Rachel Corrie: accidental death verdict a blow to campaigners
Israeli judge rules that pro-Palestinian activist’s death beneath an army bulldozer was an accident
ACTIVISTS have responded angrily to a landmark judicial ruling that the death of pro-Palestinian activist Rachel Corrie was not caused by the negligence of the Israeli state or army.
The 23-year-old American was killed in Rafah in the southern Gaza Strip in March 2003 after she was hit by a bulldozer tasked with razing Palestinian homes.
An activist with the International Solidarity Movement (ISM), Corrie had been acting as a human shield against a programme of home demolitions that local Israeli human rights organisation B'Tselem estimate destroyed around 1,700 homes in Rafah between 2000 and 2004.
Seven years later, Rachel’s parents, Cindy and Craig Corrie from Olympia, Washington, brought a civil lawsuit against the state of Israel and its defence ministry, demanding the symbolic sum of $1 plus legal costs as compensation for their daughter’s death.
This morning, at the Haifa District Court in northern Israel, the verdict was finally delivered by Judge Oded Gershon. He concluded that the accused driver was not at fault: “There was no negligence on the part of the bulldozer driver. I reject the suit. There is no justification to demand the state pay any damages."
The Corries’ lawyer Hussein Abu Hussein condemned the ruling, saying it was “based upon distorted facts and could have been written by the state’s attorney”. He has confirmed that the family will appeal the decision, The Daily Telegraph reports.
According to Jon Donnison of the BBC, the ruling will prolong what has already been “an exhausting and expensive process” for Rachel Corrie’s parents.
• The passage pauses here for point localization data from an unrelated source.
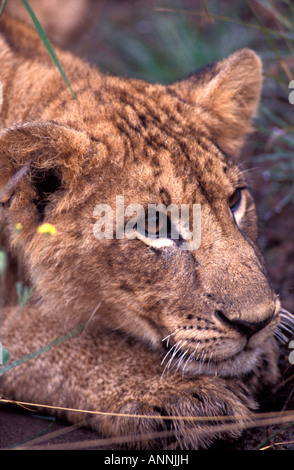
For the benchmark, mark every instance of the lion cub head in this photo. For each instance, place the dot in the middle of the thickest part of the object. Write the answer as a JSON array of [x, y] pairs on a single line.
[[79, 165]]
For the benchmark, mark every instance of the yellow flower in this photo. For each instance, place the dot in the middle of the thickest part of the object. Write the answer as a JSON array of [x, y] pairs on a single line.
[[48, 229]]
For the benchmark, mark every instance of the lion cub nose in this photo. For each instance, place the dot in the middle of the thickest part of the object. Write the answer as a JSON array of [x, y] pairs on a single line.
[[244, 327]]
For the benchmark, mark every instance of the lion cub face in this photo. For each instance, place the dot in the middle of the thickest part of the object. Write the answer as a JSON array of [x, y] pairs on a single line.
[[131, 143]]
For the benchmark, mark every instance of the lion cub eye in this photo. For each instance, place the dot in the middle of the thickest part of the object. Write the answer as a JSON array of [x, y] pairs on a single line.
[[235, 200], [159, 225]]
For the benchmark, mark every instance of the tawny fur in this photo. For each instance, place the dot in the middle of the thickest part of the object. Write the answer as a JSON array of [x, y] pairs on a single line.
[[159, 336]]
The 30-month long legal battle is believed to have cost hundreds of thousands of dollars.
The Corrie family’s fight for justice met with numerous obstacles over the past decade, including a shift in the official narrative of events. In April 2003, a report by the Israeli military seen by The Guardian concluded that the activist’s death was not caused as a result of a direct action by the bulldozer, but by the falling of earth and building materials”. The report went on to accuse Corrie and her fellow activists of “illegal and irresponsible behaviour”.
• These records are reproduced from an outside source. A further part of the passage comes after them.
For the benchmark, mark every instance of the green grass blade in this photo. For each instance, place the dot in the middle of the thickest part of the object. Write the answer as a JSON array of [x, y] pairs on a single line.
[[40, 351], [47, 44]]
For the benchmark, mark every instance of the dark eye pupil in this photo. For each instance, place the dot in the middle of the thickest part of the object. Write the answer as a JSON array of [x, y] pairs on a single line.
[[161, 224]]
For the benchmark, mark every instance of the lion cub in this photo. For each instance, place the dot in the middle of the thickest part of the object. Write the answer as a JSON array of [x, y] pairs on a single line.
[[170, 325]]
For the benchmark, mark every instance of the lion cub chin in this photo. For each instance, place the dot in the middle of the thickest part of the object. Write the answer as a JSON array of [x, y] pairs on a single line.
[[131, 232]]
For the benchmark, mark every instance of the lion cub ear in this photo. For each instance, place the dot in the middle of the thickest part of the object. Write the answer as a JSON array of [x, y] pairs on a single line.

However, eyewitnesses always disputed this version of events, maintaining that the young activist was twice hit by a bulldozer. Pictures taken on the day Corrie died show her in an orange high-visibility jacket carrying a megaphone and blocking the path of an Israeli military bulldozer.
Tom Dale, a witness at the scene, today refuted allegations that the driver was unable to see Corrie: “The bulldozer had a clear run across open ground as it drove towards her relatively slowly across 20m or 30m. Even the estimations of the bulldozer’s line of sight offered to the court would clearly suggest that the bulldozer must have seen Rachel.”
After her death, Corrie’s reflections on her time in Gaza garnered international acclaim, following the release of email correspondence dating back to her period there. Her story was later dramatised on stage in a dozen countries and turned into the book, Let Me Stand Alone.